Nike leaps 12% after crushing earnings expectations and accelerating online-sales shift
- Nike jumped as much as 12% on Wednesday after the sportswear giant trounced expectations for fiscal first-quarter earnings and sales.
- Revenue of $10.59 billion beat the $9.11 billion estimate. Earnings per share reached 95 cents, more than twice the 46 cent expectation.
- Much of the gains were fueled by 82% growth in online sales. The surge accelerates Nike's plans to boost its online retail operations.
- The company also issued fiscal 2021 guidance of high single-digit to low double-digit revenue growth from the year-ago period. The forecast comes as many retail giants refrain from projecting performance due to pandemic uncertainties.

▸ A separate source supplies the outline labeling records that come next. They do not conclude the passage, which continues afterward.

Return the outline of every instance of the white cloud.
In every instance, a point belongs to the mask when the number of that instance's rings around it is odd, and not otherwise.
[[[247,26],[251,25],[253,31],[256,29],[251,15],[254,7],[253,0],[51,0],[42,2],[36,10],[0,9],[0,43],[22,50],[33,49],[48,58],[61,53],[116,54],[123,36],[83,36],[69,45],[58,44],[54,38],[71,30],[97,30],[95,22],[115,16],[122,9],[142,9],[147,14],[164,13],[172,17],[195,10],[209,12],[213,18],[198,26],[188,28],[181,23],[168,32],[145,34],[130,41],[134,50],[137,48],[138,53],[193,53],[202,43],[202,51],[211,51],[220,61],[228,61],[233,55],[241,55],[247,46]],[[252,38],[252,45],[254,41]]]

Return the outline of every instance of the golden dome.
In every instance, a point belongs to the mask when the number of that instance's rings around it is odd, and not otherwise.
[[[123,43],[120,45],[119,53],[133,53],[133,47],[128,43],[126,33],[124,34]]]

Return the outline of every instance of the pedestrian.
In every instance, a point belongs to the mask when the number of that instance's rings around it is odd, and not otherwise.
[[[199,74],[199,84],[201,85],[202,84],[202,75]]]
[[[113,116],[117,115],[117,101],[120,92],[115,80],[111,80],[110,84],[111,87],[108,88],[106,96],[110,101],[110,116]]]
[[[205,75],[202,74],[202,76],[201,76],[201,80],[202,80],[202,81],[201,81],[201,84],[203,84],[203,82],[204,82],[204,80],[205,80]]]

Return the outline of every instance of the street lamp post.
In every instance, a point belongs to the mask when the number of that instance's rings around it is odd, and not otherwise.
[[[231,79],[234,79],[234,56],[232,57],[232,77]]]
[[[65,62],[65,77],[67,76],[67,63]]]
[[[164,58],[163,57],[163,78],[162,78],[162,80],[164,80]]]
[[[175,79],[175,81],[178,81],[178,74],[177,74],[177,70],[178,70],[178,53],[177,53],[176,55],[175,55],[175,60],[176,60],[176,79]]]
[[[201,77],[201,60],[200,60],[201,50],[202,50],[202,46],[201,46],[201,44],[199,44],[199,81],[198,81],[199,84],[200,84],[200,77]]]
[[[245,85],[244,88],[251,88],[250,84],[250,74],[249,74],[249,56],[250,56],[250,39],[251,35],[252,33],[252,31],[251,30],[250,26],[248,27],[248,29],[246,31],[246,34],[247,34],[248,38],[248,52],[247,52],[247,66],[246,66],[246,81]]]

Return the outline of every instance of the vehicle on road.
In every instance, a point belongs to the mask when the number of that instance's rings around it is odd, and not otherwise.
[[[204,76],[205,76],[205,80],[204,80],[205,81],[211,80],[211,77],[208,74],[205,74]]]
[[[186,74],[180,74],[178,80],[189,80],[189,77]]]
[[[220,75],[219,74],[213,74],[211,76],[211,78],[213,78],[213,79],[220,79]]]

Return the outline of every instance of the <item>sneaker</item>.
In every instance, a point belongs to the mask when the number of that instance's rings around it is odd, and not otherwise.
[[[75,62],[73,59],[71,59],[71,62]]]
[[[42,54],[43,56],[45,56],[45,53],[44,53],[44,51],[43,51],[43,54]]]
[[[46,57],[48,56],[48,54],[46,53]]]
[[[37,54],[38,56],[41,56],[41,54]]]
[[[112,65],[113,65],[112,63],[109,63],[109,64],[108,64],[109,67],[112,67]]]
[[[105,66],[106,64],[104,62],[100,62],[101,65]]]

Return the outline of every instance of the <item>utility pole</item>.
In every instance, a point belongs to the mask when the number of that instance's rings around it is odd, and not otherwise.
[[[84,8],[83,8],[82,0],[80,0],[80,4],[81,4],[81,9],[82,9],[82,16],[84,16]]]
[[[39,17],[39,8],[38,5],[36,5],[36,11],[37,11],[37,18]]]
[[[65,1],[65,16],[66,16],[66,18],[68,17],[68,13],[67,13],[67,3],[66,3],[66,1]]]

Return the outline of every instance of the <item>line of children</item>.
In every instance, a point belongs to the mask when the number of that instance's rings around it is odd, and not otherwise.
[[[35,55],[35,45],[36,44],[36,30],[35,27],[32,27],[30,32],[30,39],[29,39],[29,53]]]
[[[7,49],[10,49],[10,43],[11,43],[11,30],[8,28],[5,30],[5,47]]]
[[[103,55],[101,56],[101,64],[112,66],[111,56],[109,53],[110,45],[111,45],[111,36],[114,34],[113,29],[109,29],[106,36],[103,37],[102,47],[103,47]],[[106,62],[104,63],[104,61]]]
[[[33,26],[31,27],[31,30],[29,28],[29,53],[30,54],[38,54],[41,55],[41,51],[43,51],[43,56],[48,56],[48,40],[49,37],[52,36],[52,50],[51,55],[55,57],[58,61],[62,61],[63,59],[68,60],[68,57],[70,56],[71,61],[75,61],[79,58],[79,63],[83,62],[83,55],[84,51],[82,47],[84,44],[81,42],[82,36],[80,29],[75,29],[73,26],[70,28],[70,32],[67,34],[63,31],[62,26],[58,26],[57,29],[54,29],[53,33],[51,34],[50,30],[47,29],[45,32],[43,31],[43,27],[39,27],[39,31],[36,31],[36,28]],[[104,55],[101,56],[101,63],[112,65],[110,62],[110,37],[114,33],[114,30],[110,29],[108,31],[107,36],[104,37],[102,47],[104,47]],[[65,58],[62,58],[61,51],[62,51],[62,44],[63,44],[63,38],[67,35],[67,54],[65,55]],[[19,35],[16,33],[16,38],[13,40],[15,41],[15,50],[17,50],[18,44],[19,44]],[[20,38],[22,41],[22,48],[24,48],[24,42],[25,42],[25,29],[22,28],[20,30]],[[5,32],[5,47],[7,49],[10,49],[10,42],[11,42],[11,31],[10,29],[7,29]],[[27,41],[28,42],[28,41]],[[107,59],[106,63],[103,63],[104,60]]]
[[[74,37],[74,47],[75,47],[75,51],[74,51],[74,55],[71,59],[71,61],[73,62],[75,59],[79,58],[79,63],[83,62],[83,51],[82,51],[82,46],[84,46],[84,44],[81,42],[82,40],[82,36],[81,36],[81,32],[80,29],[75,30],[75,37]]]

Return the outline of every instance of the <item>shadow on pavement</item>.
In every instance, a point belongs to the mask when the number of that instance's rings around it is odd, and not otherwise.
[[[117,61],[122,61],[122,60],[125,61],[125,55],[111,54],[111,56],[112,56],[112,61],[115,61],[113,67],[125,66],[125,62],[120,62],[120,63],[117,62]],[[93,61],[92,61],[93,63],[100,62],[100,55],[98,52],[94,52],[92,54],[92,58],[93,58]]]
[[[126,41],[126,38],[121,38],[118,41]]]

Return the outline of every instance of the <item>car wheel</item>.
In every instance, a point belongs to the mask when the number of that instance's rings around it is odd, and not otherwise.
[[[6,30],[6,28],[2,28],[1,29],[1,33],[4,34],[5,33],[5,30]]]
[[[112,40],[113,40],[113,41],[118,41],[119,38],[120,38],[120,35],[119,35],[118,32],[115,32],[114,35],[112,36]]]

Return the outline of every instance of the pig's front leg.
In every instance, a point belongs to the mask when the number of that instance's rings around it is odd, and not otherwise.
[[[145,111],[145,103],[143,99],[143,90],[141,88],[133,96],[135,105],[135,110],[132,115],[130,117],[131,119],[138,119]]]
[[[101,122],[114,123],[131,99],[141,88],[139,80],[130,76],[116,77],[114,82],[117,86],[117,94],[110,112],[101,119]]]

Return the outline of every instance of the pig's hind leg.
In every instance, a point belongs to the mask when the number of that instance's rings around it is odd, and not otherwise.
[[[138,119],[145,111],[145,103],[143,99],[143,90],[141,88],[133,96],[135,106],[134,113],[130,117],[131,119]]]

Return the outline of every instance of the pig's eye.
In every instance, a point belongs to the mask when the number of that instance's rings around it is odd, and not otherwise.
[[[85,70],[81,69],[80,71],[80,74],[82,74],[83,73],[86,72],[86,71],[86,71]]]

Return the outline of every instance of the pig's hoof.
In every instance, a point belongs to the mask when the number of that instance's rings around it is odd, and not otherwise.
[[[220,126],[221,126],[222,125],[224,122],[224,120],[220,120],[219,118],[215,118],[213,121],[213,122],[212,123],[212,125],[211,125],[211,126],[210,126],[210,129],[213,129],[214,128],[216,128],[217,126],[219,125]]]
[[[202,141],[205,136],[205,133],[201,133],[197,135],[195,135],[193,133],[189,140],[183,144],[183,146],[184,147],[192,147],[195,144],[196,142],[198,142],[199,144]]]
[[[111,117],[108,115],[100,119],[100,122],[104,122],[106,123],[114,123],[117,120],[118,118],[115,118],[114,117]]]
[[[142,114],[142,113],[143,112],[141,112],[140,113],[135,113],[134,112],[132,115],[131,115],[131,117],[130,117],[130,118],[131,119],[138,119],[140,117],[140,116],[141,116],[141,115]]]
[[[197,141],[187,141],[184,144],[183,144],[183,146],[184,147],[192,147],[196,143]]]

- Watch Nike trade live here.
Nike soared as much as 12% on Wednesday after beating expectations for fiscal first-quarter earnings and issuing optimistic guidance for the rest of the year.
The sportswear company continued to pivot toward online retail throughout the period. Digital sales rocketed 82% higher with double-digit gains in North America, China, Latin America, and the Asia Pacific region. The increase offset slowed sales at Nike's physical retail locations, though the quarter did see nearly all stores reopen after months-long lockdowns.
Here are the key numbers:
Revenue: $10.59 billion, versus the $9.11 billion estimate from analysts surveyed by Bloomberg
Earnings per share: 95 cents, versus the 46 cents estimate
Inventory: $6.71 billion, versus the $6 billion estimate
Gross margin: 44.8%, versus the 42.9% estimate
"We're getting stronger in the places that matter most. And even in the midst of disruption, we are on the offense," CEO John Donahoe said in a Tuesday earnings call, according to a transcript provided by Sentieo.
Addressing the company's plan to source more sales from online operations, Donahoe deemed digital retail "the new normal."
"The consumer today is digitally grounded and simply will not revert back," he added.
Matthew Friend, Nike's chief financial officer, issued new fiscal 2021 guidance on the call. The company expects revenue to land in the high single-digits to low double-digits compared to fiscal 2020. The forecast arrives as most firms refrain from issuing such projections. Though Nike's supply chain is still healing, "stronger-than-anticipated demand" will lift sales and drive "significantly" greater growth in the second half, Friend said.
The fiscal first-quarter metrics mark a sharp rebound from Nike's previous earnings report. The company reported an unexpected quarterly loss of $790 million after the pandemic roiled in-store sales and prompted an inventory glut from shuttered outlets.
Nike closed at $116.87 per share on Tuesday, up 16% year-to-date.